The micromechanical properties of stratified shale are critical for understanding wellbore stability and hydraulic fracture extension patterns. Based on nanoindentation experiments and data analysis, the mechanical parameters of shale specimens from two laminar directions of the Jimsar Lucaogou Formation in Xinjiang are measured from a microscopic perspective in this paper. The mechanical parameters of multiple indentation points are obtained using grid indentation. The mineral composition of the samples is quantified using field emission scanning electron microscopy (SEM) and XRD ray diffraction. The results show that the shale mechanical parameters have a good linear relationship with each other at the nanoscale. However, the relationship between horizontal bedding and vertical bedding is quite different. The average elastic modulus, average hardness, and average fracture toughness of the parallel laminated specimens are 22.94 GPa, 1.04 GPa, and 1.19 MPa·m^1/2, respectively.

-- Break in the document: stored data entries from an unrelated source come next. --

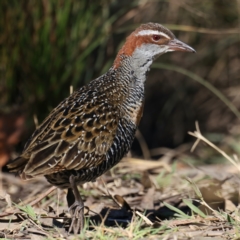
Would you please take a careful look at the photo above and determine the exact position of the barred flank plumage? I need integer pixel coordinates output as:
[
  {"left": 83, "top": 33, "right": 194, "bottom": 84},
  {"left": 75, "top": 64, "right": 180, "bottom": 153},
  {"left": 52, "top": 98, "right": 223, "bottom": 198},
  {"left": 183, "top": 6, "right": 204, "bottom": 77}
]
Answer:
[{"left": 8, "top": 67, "right": 141, "bottom": 187}]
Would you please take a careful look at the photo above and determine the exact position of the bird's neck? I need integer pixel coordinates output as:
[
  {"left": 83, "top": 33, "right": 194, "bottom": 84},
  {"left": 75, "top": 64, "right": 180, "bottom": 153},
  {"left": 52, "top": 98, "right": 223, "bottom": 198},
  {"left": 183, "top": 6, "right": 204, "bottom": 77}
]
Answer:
[
  {"left": 96, "top": 48, "right": 155, "bottom": 108},
  {"left": 114, "top": 47, "right": 154, "bottom": 86},
  {"left": 128, "top": 49, "right": 153, "bottom": 84}
]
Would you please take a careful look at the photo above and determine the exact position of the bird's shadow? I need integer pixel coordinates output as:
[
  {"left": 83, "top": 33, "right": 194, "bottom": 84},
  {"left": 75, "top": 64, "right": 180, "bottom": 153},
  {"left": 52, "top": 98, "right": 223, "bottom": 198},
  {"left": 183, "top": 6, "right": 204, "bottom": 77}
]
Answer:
[
  {"left": 89, "top": 204, "right": 193, "bottom": 228},
  {"left": 53, "top": 203, "right": 194, "bottom": 232}
]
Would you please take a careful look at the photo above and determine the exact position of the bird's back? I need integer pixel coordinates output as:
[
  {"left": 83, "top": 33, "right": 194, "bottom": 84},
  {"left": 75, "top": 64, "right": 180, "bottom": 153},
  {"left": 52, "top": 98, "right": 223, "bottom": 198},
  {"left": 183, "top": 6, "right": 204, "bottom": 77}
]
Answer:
[{"left": 8, "top": 69, "right": 141, "bottom": 188}]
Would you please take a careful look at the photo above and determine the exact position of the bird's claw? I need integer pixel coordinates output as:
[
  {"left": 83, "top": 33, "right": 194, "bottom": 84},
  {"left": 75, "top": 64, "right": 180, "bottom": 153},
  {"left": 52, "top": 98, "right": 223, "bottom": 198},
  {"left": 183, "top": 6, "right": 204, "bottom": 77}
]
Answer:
[{"left": 68, "top": 203, "right": 84, "bottom": 234}]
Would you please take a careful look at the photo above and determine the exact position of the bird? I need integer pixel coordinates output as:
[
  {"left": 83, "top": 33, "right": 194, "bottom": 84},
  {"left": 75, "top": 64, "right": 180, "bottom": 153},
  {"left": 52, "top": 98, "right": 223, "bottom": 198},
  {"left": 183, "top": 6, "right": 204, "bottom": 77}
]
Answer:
[{"left": 8, "top": 22, "right": 195, "bottom": 234}]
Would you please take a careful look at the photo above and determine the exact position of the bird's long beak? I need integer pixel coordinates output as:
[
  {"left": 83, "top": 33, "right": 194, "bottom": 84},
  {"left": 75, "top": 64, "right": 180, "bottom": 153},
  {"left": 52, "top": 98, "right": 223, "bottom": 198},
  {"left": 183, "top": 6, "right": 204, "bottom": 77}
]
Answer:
[{"left": 168, "top": 39, "right": 196, "bottom": 53}]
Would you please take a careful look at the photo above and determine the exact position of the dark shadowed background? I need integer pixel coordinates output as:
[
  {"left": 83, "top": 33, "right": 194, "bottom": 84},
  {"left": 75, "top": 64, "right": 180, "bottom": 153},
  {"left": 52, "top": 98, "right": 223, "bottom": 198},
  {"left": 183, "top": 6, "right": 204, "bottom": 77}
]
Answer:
[{"left": 1, "top": 0, "right": 240, "bottom": 167}]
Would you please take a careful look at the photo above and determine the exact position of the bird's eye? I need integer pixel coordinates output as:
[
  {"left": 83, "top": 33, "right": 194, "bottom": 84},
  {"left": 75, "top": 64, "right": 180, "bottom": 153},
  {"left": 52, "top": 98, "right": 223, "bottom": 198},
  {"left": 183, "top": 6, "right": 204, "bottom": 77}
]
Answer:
[{"left": 152, "top": 35, "right": 161, "bottom": 41}]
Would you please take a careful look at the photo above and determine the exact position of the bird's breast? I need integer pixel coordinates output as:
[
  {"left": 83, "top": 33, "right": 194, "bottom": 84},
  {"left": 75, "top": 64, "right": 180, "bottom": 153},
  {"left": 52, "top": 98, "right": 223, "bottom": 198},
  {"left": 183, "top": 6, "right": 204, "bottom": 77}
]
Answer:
[{"left": 122, "top": 81, "right": 145, "bottom": 127}]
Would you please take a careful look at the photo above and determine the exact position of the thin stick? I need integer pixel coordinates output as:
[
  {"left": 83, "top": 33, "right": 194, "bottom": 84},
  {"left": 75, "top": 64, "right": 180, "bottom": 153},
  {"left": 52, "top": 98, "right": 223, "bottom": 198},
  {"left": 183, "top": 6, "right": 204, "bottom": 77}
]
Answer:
[
  {"left": 189, "top": 122, "right": 240, "bottom": 172},
  {"left": 29, "top": 186, "right": 57, "bottom": 206}
]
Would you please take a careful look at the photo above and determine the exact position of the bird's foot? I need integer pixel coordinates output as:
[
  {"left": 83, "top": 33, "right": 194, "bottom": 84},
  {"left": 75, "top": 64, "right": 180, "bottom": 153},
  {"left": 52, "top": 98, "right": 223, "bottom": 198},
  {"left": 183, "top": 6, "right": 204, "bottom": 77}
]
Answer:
[
  {"left": 67, "top": 175, "right": 85, "bottom": 234},
  {"left": 68, "top": 202, "right": 84, "bottom": 234}
]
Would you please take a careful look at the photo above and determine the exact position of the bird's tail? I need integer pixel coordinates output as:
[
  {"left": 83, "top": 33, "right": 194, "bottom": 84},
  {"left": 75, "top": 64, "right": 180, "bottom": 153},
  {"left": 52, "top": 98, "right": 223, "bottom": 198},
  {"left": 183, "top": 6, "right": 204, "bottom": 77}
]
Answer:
[{"left": 7, "top": 156, "right": 27, "bottom": 175}]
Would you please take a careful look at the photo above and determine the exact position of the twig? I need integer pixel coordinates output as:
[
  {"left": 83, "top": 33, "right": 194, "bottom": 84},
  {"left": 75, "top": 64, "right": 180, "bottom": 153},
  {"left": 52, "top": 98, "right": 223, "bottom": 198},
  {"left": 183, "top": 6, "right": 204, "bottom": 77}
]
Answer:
[
  {"left": 29, "top": 186, "right": 57, "bottom": 206},
  {"left": 188, "top": 121, "right": 240, "bottom": 172}
]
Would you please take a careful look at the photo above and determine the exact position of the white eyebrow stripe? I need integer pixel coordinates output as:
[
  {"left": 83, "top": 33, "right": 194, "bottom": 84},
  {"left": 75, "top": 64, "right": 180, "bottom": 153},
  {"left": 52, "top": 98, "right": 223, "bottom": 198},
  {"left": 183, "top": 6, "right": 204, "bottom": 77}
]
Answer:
[{"left": 136, "top": 30, "right": 171, "bottom": 39}]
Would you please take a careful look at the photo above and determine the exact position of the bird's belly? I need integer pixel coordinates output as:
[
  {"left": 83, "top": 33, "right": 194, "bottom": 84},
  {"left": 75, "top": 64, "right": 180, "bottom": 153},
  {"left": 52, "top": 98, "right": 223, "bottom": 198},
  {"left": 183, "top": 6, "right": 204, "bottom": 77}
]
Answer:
[{"left": 45, "top": 118, "right": 137, "bottom": 189}]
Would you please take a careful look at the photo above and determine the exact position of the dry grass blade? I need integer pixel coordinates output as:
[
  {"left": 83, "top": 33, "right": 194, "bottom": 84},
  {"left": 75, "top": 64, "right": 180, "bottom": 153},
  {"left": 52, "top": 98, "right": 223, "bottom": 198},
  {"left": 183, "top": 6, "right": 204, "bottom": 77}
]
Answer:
[
  {"left": 135, "top": 130, "right": 151, "bottom": 159},
  {"left": 189, "top": 122, "right": 240, "bottom": 172},
  {"left": 120, "top": 157, "right": 171, "bottom": 172},
  {"left": 153, "top": 64, "right": 240, "bottom": 119},
  {"left": 33, "top": 114, "right": 39, "bottom": 128},
  {"left": 166, "top": 24, "right": 240, "bottom": 34},
  {"left": 29, "top": 186, "right": 57, "bottom": 207},
  {"left": 69, "top": 85, "right": 73, "bottom": 95},
  {"left": 135, "top": 211, "right": 153, "bottom": 226}
]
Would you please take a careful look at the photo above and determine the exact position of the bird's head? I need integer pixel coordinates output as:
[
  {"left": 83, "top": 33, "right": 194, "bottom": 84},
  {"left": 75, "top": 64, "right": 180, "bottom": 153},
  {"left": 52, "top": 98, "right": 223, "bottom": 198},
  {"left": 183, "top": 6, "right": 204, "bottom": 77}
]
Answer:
[{"left": 114, "top": 22, "right": 195, "bottom": 69}]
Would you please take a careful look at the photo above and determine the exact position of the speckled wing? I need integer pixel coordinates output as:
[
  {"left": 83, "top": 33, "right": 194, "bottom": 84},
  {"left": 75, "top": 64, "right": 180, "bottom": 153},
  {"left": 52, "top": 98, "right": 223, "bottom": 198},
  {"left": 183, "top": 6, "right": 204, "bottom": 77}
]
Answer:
[{"left": 9, "top": 88, "right": 119, "bottom": 179}]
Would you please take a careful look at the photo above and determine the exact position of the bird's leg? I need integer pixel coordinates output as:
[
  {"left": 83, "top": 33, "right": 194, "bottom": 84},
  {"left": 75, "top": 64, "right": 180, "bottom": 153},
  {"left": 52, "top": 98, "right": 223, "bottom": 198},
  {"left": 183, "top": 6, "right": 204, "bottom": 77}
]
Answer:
[{"left": 66, "top": 175, "right": 84, "bottom": 234}]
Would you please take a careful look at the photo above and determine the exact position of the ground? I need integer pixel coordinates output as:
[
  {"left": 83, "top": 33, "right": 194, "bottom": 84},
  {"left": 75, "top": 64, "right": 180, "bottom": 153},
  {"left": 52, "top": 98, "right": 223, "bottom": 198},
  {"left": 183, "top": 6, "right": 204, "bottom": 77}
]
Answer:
[{"left": 1, "top": 153, "right": 240, "bottom": 240}]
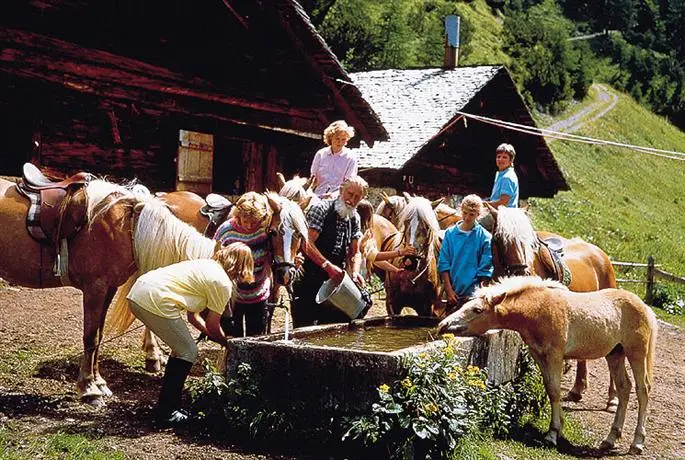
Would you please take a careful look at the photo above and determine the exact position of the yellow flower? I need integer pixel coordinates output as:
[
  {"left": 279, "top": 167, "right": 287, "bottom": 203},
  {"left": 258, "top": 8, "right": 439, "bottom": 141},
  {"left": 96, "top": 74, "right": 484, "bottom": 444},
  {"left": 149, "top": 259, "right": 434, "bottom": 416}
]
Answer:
[
  {"left": 447, "top": 371, "right": 458, "bottom": 381},
  {"left": 418, "top": 352, "right": 429, "bottom": 360},
  {"left": 401, "top": 378, "right": 412, "bottom": 388},
  {"left": 379, "top": 384, "right": 390, "bottom": 394},
  {"left": 468, "top": 378, "right": 486, "bottom": 390},
  {"left": 424, "top": 402, "right": 439, "bottom": 414},
  {"left": 442, "top": 333, "right": 455, "bottom": 341},
  {"left": 467, "top": 365, "right": 480, "bottom": 375}
]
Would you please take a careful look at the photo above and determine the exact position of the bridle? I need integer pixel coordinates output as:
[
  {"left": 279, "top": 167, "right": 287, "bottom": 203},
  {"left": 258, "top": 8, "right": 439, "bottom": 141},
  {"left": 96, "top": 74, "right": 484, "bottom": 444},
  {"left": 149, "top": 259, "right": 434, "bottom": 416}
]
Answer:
[{"left": 493, "top": 233, "right": 531, "bottom": 277}]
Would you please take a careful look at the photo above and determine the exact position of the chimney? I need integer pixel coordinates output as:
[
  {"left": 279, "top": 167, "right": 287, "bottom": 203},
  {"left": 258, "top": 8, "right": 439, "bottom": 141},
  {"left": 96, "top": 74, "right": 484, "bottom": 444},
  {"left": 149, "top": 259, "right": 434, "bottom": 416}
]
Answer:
[{"left": 443, "top": 15, "right": 460, "bottom": 69}]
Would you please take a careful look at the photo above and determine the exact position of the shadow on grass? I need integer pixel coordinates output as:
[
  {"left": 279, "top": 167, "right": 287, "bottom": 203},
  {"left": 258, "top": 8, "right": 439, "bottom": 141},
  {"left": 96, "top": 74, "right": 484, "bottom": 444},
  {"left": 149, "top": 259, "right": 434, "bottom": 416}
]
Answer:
[{"left": 508, "top": 422, "right": 624, "bottom": 458}]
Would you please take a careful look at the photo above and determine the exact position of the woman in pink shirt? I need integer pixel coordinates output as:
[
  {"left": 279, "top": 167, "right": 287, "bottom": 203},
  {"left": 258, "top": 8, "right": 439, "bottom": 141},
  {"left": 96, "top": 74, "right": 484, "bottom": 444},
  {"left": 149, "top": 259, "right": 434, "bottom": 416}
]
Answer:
[{"left": 310, "top": 120, "right": 358, "bottom": 198}]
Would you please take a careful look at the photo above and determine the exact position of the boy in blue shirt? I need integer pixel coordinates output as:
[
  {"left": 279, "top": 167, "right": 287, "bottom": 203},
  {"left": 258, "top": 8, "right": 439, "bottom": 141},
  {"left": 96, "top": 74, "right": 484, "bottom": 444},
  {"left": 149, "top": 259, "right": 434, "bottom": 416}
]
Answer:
[
  {"left": 485, "top": 143, "right": 519, "bottom": 208},
  {"left": 438, "top": 195, "right": 493, "bottom": 311}
]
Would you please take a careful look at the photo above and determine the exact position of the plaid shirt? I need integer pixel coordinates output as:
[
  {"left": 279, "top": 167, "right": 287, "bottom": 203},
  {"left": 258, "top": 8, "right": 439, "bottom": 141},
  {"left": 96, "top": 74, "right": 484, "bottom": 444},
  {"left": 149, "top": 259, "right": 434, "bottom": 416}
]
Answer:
[{"left": 307, "top": 199, "right": 362, "bottom": 260}]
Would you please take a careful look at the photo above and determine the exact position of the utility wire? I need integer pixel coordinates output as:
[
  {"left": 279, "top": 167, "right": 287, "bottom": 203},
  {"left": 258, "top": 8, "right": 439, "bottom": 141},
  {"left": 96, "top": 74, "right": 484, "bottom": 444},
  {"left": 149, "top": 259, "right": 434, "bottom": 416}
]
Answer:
[{"left": 455, "top": 111, "right": 685, "bottom": 162}]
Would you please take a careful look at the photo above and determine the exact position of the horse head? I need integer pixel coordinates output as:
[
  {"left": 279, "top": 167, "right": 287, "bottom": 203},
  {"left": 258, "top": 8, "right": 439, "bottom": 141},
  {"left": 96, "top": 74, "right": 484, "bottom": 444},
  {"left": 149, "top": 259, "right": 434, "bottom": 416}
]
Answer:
[
  {"left": 487, "top": 203, "right": 537, "bottom": 278},
  {"left": 265, "top": 192, "right": 308, "bottom": 287},
  {"left": 376, "top": 192, "right": 409, "bottom": 227},
  {"left": 395, "top": 196, "right": 441, "bottom": 284},
  {"left": 277, "top": 173, "right": 316, "bottom": 211}
]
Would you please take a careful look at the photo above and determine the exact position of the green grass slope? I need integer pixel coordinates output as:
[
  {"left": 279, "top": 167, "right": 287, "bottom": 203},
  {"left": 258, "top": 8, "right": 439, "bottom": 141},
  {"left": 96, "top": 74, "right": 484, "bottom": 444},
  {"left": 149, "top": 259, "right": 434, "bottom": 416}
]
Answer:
[
  {"left": 456, "top": 0, "right": 510, "bottom": 67},
  {"left": 529, "top": 85, "right": 685, "bottom": 287}
]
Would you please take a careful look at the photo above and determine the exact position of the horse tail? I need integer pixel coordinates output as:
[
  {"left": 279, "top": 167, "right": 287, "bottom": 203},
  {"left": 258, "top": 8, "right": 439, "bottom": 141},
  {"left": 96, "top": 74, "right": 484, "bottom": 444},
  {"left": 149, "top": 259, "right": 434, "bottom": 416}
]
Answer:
[{"left": 105, "top": 274, "right": 139, "bottom": 335}]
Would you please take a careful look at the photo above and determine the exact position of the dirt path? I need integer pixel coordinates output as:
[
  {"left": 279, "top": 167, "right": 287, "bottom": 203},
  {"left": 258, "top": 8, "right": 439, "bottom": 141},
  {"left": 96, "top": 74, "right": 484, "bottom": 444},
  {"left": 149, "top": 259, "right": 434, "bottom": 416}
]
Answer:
[
  {"left": 545, "top": 83, "right": 619, "bottom": 135},
  {"left": 0, "top": 284, "right": 683, "bottom": 459}
]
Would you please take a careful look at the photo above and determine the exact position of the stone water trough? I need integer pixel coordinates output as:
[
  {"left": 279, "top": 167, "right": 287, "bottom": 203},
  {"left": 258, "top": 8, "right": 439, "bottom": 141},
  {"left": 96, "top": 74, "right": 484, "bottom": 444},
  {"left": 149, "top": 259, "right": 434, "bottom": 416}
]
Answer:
[{"left": 225, "top": 315, "right": 522, "bottom": 416}]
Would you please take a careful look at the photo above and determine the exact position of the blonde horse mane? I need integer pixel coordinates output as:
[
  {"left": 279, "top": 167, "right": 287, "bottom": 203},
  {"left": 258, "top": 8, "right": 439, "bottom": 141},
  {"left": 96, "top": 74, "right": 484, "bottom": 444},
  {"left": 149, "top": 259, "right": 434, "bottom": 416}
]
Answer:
[
  {"left": 395, "top": 196, "right": 442, "bottom": 286},
  {"left": 375, "top": 195, "right": 407, "bottom": 220},
  {"left": 473, "top": 275, "right": 567, "bottom": 303},
  {"left": 266, "top": 191, "right": 309, "bottom": 242},
  {"left": 493, "top": 207, "right": 537, "bottom": 248},
  {"left": 105, "top": 195, "right": 216, "bottom": 335}
]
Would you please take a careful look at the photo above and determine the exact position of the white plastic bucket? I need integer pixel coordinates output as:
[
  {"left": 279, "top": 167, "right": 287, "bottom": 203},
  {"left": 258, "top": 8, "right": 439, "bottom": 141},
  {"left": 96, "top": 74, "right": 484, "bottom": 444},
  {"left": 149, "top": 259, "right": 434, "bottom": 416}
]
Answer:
[{"left": 316, "top": 272, "right": 366, "bottom": 320}]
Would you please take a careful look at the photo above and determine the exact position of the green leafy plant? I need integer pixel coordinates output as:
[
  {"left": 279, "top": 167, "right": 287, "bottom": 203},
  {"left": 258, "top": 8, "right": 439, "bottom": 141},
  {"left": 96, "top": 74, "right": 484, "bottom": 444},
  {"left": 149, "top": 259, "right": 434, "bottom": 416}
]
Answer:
[
  {"left": 342, "top": 335, "right": 546, "bottom": 459},
  {"left": 652, "top": 284, "right": 685, "bottom": 316}
]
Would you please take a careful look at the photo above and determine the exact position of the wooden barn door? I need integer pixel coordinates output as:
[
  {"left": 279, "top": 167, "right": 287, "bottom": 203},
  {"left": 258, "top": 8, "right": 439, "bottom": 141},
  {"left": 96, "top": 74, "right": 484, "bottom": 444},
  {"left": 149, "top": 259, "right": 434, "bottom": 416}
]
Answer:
[{"left": 176, "top": 130, "right": 213, "bottom": 194}]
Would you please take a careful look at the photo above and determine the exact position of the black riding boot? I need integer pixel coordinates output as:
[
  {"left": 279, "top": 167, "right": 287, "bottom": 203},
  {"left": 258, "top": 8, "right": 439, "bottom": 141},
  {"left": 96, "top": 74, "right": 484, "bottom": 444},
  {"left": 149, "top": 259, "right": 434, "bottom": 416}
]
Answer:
[{"left": 155, "top": 356, "right": 193, "bottom": 427}]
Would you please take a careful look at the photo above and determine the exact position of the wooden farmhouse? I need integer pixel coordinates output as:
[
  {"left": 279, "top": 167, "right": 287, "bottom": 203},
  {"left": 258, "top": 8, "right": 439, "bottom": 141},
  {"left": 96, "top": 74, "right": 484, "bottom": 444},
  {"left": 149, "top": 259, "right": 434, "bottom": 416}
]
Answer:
[
  {"left": 350, "top": 66, "right": 569, "bottom": 200},
  {"left": 0, "top": 0, "right": 387, "bottom": 194}
]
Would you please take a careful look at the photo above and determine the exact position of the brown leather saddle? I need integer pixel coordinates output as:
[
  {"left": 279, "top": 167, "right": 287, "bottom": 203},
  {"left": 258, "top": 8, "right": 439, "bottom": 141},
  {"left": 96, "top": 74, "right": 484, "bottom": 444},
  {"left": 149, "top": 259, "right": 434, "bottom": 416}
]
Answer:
[
  {"left": 16, "top": 163, "right": 92, "bottom": 283},
  {"left": 199, "top": 193, "right": 233, "bottom": 237},
  {"left": 537, "top": 236, "right": 572, "bottom": 285}
]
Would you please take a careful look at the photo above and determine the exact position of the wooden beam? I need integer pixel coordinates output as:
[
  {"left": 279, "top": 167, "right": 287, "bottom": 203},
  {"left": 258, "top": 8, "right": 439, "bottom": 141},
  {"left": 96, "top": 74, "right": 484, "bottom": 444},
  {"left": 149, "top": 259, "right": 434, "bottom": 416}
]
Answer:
[{"left": 0, "top": 28, "right": 326, "bottom": 131}]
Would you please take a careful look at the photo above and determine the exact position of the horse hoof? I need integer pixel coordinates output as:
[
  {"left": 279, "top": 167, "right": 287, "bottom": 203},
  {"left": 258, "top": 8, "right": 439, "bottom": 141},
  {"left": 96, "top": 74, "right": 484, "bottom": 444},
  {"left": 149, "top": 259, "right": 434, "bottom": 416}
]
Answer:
[
  {"left": 562, "top": 391, "right": 583, "bottom": 403},
  {"left": 98, "top": 384, "right": 113, "bottom": 398},
  {"left": 145, "top": 359, "right": 161, "bottom": 373},
  {"left": 628, "top": 444, "right": 644, "bottom": 455},
  {"left": 543, "top": 432, "right": 558, "bottom": 447},
  {"left": 81, "top": 394, "right": 106, "bottom": 408},
  {"left": 599, "top": 440, "right": 615, "bottom": 451},
  {"left": 605, "top": 398, "right": 619, "bottom": 413}
]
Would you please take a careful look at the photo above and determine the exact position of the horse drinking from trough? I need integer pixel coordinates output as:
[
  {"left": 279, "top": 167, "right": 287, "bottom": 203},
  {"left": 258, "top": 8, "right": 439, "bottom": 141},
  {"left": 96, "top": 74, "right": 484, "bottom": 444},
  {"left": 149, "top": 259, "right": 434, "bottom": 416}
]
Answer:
[
  {"left": 438, "top": 276, "right": 657, "bottom": 455},
  {"left": 486, "top": 204, "right": 619, "bottom": 408},
  {"left": 0, "top": 170, "right": 217, "bottom": 405}
]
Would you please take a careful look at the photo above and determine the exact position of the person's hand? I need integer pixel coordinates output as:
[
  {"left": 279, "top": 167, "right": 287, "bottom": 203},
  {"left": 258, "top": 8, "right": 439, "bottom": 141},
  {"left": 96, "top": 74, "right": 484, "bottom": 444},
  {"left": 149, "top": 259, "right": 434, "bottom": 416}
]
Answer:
[
  {"left": 352, "top": 271, "right": 365, "bottom": 287},
  {"left": 398, "top": 245, "right": 417, "bottom": 257},
  {"left": 324, "top": 262, "right": 345, "bottom": 284},
  {"left": 295, "top": 253, "right": 305, "bottom": 269},
  {"left": 446, "top": 290, "right": 459, "bottom": 306}
]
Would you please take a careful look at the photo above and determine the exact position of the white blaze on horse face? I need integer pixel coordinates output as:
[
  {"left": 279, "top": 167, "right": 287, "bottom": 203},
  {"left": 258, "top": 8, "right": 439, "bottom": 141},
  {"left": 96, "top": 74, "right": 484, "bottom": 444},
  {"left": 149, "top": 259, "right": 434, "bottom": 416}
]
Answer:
[
  {"left": 408, "top": 215, "right": 419, "bottom": 249},
  {"left": 282, "top": 225, "right": 294, "bottom": 264}
]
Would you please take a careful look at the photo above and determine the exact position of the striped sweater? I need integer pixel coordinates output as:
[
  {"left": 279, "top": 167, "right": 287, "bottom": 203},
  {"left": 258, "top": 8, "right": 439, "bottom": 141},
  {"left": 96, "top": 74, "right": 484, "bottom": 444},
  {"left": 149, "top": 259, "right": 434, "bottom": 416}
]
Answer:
[{"left": 213, "top": 218, "right": 271, "bottom": 304}]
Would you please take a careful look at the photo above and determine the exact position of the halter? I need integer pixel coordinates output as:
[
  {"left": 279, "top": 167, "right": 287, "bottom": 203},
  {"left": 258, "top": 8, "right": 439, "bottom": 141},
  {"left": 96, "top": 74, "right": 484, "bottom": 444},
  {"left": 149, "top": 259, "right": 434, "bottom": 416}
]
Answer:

The average elastic modulus, average hardness, and average fracture toughness of the vertical laminated specimens are 35.23 GPa, 3.47 GPa, and 1.32 MPa·m^1/2, respectively. The shale mechanical parameters in the vertical bedding direction are higher than those in the horizontal laminae. The mechanical parameters at the nanoscale are related to the orientation of the laminae. The shale is anisotropic at the nanoscale and the anisotropy of different mechanical parameters behaves differently. The microscopic elastic modulus, hardness, and fracture toughness of shale conform to Weibull distribution. The dispersion of hardness is the highest. The results can help analyze the relationship between shale mechanical properties and laminar orientation.